The Progressives believed in the following: Stopping the monopolistic influence of the major business and banks in America. They wanted more representation in government at all the political levels in federal and state platforms. They advocated for an active government which would take the initiative in reform. They believed in the right of labor to unionize to get fair salaries and better working conditions. They promoted rights for women and restrictions on child labor. They also, like the Populists, supported the direct election of US Senators and graduated income tax.
The Progressive consisted of the evolved principles of populism to fit the middleclass. The main thing that differed with the two parties is their strategy to achieve their goals. Populism is more conservative and progressivism is more liberal. Populists concentrated on railroads, banks, and currency. On the other hand Progressives wanted to reform everything from democracy to labor rights. They experimented with new forms of government. The Commission Plan replaced the mayor and the council with nonpartisan commission. The City Manager Plan hired outside experts to run government.
This stopped corruption in politics. The Populists did not rely primarily on politics to make changes. In 1892 the Populists won seats in states and congress. They continued to be an influential third party until joining the democrats. The impacts of these movements are very similar. Each political platform was viewed radical in its day but many laws can be traced back to the Populists and Progressives. Direct election was incorporated in the 17th Amendment. Women were given the right to vote in 1920. Theses movements changed American society and improved equality.
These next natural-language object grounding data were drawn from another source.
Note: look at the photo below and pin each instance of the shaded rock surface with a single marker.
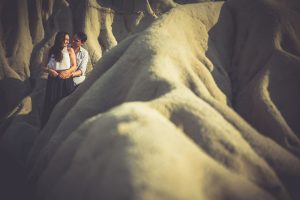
(195, 101)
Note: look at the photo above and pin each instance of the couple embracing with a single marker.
(66, 65)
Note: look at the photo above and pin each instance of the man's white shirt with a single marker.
(82, 58)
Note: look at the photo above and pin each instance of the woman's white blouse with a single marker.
(64, 64)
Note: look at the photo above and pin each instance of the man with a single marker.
(82, 57)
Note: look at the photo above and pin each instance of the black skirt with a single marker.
(56, 90)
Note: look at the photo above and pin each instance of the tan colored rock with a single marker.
(197, 103)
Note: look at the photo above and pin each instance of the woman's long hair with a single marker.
(58, 46)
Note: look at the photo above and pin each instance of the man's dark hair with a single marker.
(82, 36)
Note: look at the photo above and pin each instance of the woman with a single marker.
(61, 64)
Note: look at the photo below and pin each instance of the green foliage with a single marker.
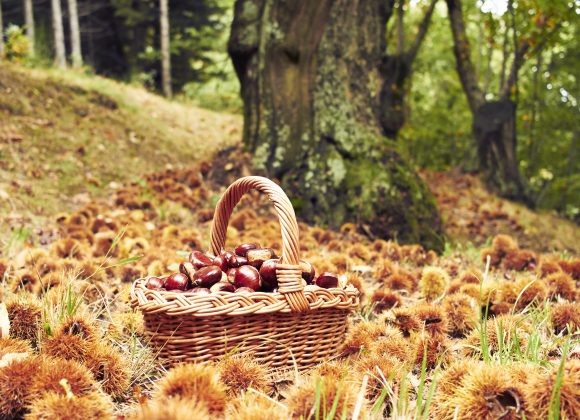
(438, 132)
(17, 44)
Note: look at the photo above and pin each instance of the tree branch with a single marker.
(516, 65)
(422, 32)
(462, 52)
(400, 27)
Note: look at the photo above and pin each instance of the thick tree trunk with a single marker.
(58, 33)
(392, 115)
(29, 22)
(75, 33)
(494, 125)
(165, 52)
(310, 77)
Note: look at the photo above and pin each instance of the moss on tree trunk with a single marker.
(311, 82)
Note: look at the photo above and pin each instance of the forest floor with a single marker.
(67, 137)
(102, 184)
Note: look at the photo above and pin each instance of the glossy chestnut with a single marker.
(308, 272)
(207, 276)
(268, 274)
(222, 260)
(327, 280)
(231, 275)
(257, 257)
(244, 290)
(247, 276)
(221, 286)
(155, 283)
(199, 259)
(243, 249)
(236, 261)
(177, 281)
(188, 269)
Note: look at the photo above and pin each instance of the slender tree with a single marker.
(75, 33)
(494, 121)
(2, 52)
(29, 22)
(397, 68)
(310, 72)
(165, 51)
(58, 33)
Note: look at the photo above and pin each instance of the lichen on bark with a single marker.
(310, 86)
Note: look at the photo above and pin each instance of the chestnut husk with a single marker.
(243, 249)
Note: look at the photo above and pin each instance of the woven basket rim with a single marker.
(236, 304)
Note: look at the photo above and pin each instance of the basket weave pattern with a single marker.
(302, 325)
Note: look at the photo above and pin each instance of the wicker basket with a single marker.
(301, 325)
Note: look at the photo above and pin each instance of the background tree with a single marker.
(29, 22)
(397, 67)
(309, 74)
(75, 33)
(58, 33)
(1, 33)
(165, 48)
(494, 120)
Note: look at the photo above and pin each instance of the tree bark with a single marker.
(75, 33)
(165, 51)
(29, 22)
(494, 127)
(58, 33)
(310, 77)
(2, 48)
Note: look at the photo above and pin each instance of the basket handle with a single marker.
(288, 272)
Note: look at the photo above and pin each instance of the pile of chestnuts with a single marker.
(248, 269)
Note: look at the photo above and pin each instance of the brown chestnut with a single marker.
(222, 286)
(308, 272)
(247, 276)
(155, 283)
(243, 249)
(268, 274)
(199, 259)
(327, 280)
(200, 291)
(188, 269)
(231, 275)
(244, 290)
(256, 257)
(237, 261)
(207, 276)
(222, 261)
(177, 281)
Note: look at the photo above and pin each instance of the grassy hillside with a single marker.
(65, 136)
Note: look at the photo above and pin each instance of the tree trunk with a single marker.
(396, 70)
(75, 33)
(392, 115)
(165, 52)
(29, 22)
(58, 33)
(310, 80)
(2, 52)
(494, 128)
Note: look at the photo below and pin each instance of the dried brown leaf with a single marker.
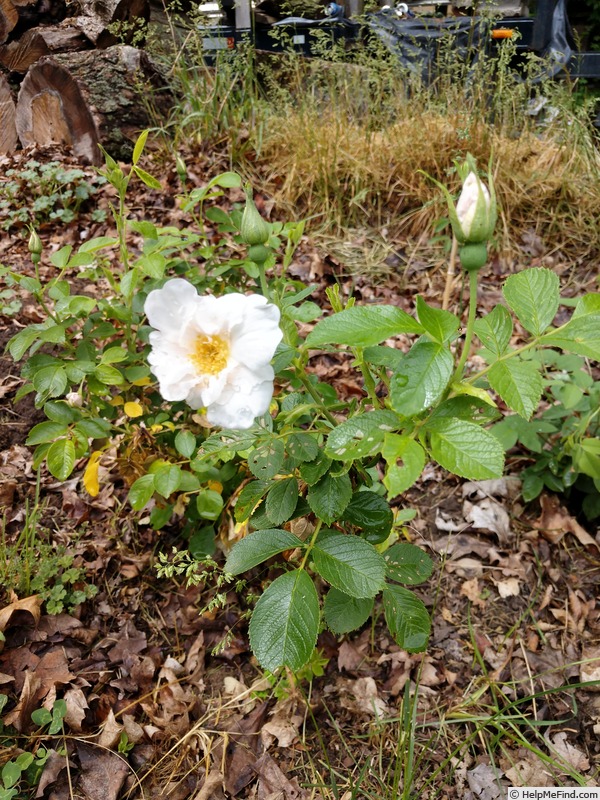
(555, 521)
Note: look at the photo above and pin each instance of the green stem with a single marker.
(458, 373)
(369, 383)
(313, 539)
(264, 286)
(303, 378)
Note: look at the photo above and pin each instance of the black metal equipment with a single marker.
(415, 39)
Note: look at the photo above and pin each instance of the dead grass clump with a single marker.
(348, 174)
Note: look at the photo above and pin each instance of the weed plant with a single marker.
(342, 139)
(40, 192)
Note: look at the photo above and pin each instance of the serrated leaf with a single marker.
(360, 436)
(440, 325)
(362, 326)
(94, 428)
(406, 617)
(329, 497)
(266, 461)
(343, 613)
(150, 181)
(167, 480)
(464, 388)
(258, 547)
(421, 378)
(399, 478)
(312, 472)
(59, 411)
(518, 383)
(248, 499)
(580, 335)
(494, 330)
(534, 295)
(209, 504)
(19, 344)
(282, 500)
(61, 458)
(407, 563)
(369, 511)
(349, 563)
(302, 446)
(141, 492)
(109, 376)
(285, 622)
(465, 449)
(185, 443)
(113, 355)
(45, 432)
(50, 381)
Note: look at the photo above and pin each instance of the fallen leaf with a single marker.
(568, 753)
(508, 588)
(555, 521)
(590, 666)
(488, 515)
(281, 729)
(367, 697)
(111, 731)
(471, 590)
(76, 708)
(349, 657)
(484, 782)
(30, 605)
(273, 784)
(102, 772)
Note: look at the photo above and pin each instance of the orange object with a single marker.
(503, 33)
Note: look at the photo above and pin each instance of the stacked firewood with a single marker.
(69, 74)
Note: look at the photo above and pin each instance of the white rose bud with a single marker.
(475, 212)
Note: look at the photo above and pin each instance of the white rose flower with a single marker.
(214, 352)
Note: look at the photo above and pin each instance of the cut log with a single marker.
(106, 22)
(82, 99)
(8, 129)
(9, 16)
(19, 55)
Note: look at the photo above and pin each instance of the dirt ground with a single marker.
(153, 712)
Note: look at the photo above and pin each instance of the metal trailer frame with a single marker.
(548, 33)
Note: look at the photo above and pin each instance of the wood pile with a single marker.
(70, 74)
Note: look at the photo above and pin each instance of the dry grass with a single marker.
(355, 176)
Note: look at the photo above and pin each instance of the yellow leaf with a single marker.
(90, 476)
(133, 409)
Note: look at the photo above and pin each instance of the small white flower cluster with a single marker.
(214, 352)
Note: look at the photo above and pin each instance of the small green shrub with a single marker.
(41, 192)
(564, 440)
(177, 378)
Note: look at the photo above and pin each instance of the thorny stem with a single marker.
(450, 274)
(312, 543)
(369, 383)
(458, 373)
(313, 393)
(264, 286)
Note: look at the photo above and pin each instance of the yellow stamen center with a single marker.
(210, 354)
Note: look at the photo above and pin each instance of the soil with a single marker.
(152, 710)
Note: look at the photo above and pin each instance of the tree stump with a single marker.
(8, 128)
(82, 99)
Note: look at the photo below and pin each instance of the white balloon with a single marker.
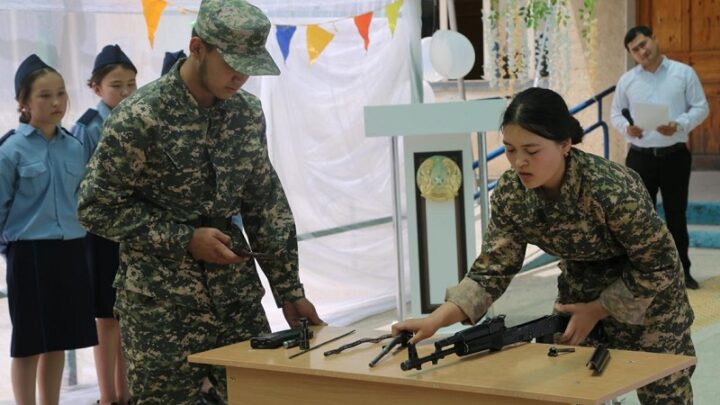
(429, 72)
(428, 93)
(451, 54)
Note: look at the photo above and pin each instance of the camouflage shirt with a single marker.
(164, 162)
(613, 246)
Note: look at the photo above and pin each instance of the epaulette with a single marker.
(87, 117)
(6, 136)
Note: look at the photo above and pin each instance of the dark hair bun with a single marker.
(576, 130)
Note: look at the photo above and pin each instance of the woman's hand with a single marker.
(422, 328)
(583, 317)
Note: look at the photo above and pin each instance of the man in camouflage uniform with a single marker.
(616, 252)
(176, 161)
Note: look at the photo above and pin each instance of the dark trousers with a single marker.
(671, 175)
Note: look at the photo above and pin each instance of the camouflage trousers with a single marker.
(668, 337)
(157, 338)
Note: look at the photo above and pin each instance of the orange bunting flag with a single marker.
(392, 11)
(152, 9)
(317, 39)
(363, 24)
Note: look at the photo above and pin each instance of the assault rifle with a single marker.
(490, 335)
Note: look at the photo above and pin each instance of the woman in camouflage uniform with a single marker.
(619, 264)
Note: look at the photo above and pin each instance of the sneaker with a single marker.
(690, 282)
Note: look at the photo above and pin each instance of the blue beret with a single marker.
(170, 59)
(111, 55)
(29, 65)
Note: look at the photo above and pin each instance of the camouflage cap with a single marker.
(238, 30)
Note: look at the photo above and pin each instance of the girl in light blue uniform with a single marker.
(113, 79)
(49, 289)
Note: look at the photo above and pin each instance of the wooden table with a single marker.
(522, 374)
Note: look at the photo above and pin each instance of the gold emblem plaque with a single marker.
(439, 178)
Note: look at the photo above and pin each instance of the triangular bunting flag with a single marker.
(363, 23)
(392, 11)
(284, 34)
(317, 39)
(152, 9)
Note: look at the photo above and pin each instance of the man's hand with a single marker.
(301, 308)
(635, 132)
(667, 130)
(583, 317)
(211, 245)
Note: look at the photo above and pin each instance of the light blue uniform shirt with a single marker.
(673, 84)
(89, 134)
(39, 181)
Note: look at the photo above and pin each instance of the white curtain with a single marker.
(333, 176)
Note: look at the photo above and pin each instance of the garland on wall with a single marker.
(318, 37)
(511, 23)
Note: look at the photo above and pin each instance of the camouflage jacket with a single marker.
(162, 163)
(613, 246)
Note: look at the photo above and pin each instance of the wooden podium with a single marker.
(439, 189)
(518, 375)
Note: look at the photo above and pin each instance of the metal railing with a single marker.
(598, 98)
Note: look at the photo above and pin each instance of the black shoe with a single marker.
(209, 398)
(690, 282)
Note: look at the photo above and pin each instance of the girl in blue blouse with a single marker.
(49, 290)
(113, 79)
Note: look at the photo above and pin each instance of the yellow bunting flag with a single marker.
(362, 22)
(317, 39)
(152, 10)
(392, 11)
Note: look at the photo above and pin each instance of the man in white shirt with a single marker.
(660, 155)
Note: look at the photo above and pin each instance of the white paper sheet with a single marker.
(649, 116)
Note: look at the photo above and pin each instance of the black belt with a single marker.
(658, 152)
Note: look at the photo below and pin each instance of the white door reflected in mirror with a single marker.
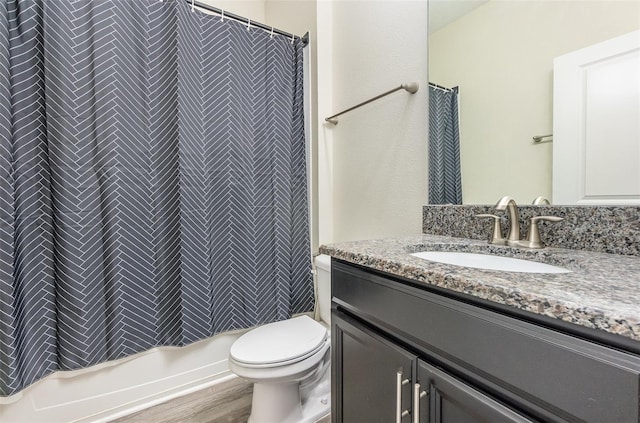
(596, 124)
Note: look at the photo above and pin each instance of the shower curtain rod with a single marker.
(243, 20)
(431, 84)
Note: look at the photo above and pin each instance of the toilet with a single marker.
(289, 362)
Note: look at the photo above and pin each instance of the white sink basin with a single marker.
(489, 262)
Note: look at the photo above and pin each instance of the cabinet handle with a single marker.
(417, 396)
(399, 384)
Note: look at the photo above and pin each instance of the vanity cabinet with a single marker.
(404, 352)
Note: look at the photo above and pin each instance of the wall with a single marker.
(501, 56)
(372, 165)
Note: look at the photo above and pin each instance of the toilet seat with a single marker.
(280, 343)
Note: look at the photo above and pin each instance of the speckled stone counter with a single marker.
(602, 291)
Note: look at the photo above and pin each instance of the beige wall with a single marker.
(252, 9)
(372, 165)
(501, 57)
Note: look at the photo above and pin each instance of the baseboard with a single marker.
(113, 390)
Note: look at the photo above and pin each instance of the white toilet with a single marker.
(289, 362)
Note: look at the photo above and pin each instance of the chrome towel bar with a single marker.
(411, 87)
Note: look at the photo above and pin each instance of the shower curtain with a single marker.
(152, 181)
(445, 183)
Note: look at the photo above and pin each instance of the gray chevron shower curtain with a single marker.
(445, 182)
(152, 181)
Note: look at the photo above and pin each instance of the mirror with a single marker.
(500, 54)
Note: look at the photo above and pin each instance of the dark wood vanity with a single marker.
(406, 351)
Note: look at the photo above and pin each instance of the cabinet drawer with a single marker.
(550, 372)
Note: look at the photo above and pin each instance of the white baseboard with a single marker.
(114, 389)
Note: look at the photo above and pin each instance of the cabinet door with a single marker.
(371, 375)
(448, 400)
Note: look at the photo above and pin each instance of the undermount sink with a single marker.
(489, 262)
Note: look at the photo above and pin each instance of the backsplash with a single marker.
(607, 229)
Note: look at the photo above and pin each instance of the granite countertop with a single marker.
(601, 292)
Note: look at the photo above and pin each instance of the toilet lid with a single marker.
(279, 342)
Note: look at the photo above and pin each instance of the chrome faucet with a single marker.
(541, 201)
(509, 203)
(513, 239)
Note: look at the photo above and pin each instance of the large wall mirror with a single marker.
(500, 54)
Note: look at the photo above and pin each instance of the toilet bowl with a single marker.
(278, 358)
(289, 364)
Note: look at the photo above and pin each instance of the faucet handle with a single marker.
(541, 201)
(496, 236)
(533, 240)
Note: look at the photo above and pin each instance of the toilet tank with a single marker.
(323, 280)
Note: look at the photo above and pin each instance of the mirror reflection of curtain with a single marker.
(445, 185)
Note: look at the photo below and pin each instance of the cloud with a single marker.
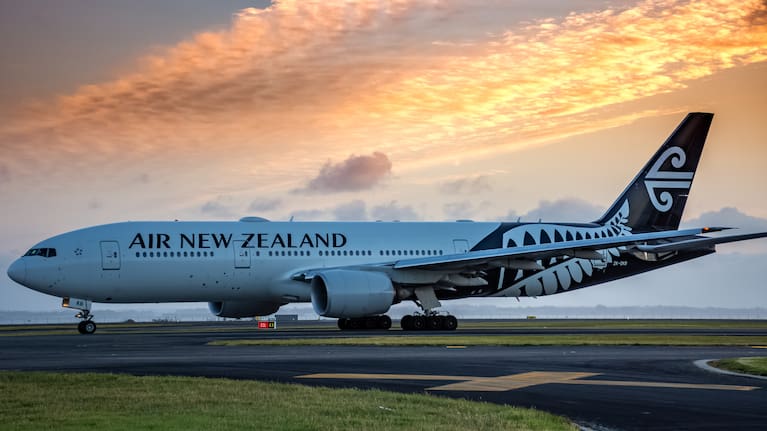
(309, 215)
(5, 174)
(469, 185)
(355, 210)
(394, 211)
(459, 210)
(728, 217)
(218, 208)
(263, 205)
(95, 204)
(353, 174)
(314, 74)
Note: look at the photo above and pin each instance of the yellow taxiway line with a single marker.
(518, 381)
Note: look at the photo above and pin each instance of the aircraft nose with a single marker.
(18, 271)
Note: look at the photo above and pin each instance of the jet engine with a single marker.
(242, 308)
(348, 293)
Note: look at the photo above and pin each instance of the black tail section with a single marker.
(655, 200)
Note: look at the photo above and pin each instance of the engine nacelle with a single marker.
(347, 293)
(242, 309)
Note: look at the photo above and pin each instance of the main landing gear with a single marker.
(87, 326)
(369, 322)
(429, 321)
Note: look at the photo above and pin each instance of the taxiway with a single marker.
(621, 387)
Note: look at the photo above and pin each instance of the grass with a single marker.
(35, 401)
(753, 365)
(510, 340)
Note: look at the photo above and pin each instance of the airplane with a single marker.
(355, 271)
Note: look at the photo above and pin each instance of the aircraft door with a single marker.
(461, 245)
(110, 255)
(241, 255)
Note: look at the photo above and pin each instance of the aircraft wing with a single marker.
(649, 242)
(697, 242)
(525, 256)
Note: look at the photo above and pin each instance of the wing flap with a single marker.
(698, 242)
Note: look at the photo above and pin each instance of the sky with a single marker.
(375, 110)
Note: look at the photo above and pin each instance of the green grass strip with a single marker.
(753, 365)
(37, 401)
(509, 340)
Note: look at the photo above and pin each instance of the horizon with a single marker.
(360, 111)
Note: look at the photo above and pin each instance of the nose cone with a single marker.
(18, 271)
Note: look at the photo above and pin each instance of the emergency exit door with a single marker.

The Populists and Progressives will have an everlasting effect on American individuals. Farmers formed the Grange and Alliances to protect them from being victims of big business. The Populists were formed from Grange movements. The Progressives took the farmers ideas and applied them to a more industrial setting. Both Populists and progressives were, farmers & industrial workers, were once at the heart of America. Once a new profession becomes popular America ignores the outdated profession. The Populist and progressive movements are the same movements performed by different people.